The Cobweb Theorem has long been the textbook demonstration of how the passage of time causes fluctuations in market prices. Over time, however, economists realized that fluctuations in prices were also a result of consumer expectations. This caused the Cobweb Theorem to transform into Adaptive Expectations; the idea that people look at their past mistakes and adjust for them in the future. Keynesians use these assumptions because they are “convenient.” Others, however, believed people were actually forward thinking and capable of adapting to new information. These “Others” didn’t deal much with mathematics though, so they couldn’t use “sophisticated modeling techniques” to solve their problems. Then, a man named Robert Lucas came along and solved this dilemma. A graduate student under Milton Freidman, Lucas would translate what Freidman taught into the language of math that he learned from Paul Samuelson’s Foundations of Economic Analysis.

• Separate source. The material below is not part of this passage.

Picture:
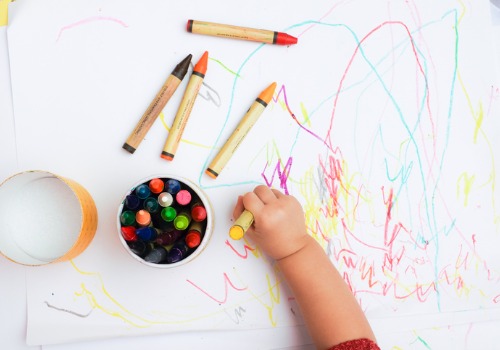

By doing this, Lucas realized that the only way to accurately look at economic theory is with mathematical analysis.

1 comment:

  1. A for Jane.

    Now we're getting deeply into my personal area of expertise. There's no classes to teach this stuff at SUU, but I know the Lucas stuff backwards and forwards if it ever comes up ;)

    The basic point is that if you make something now to sell at a later date, your expectations of prices in the future effect your decisions today. It gets more complex if the demander is doing this while the supplier is too. But, it's essential to work through how they form those expectations if you're going to model their decision-making correctly.

    FYI: Lucas "hurried home to translate what Friedman had said into math" because his wife did most of the work for him. No knock on the Lucas of the last 40 years as a great theorist, but in the early days she did all the heavy lifting. He had far less math background than she did. This is a well-known story, and here's a quote from Lucas' Wikipedia page about it: "His ex-wife, Rita Lucas, upon their divorce in 1988, had a clause placed in their divorce settlement that she would receive half of any Nobel Prize won by Lucas in the next seven years. When Lucas did win the Nobel Prize in 1995 (falling just within the time limit), she was awarded half of the prize money."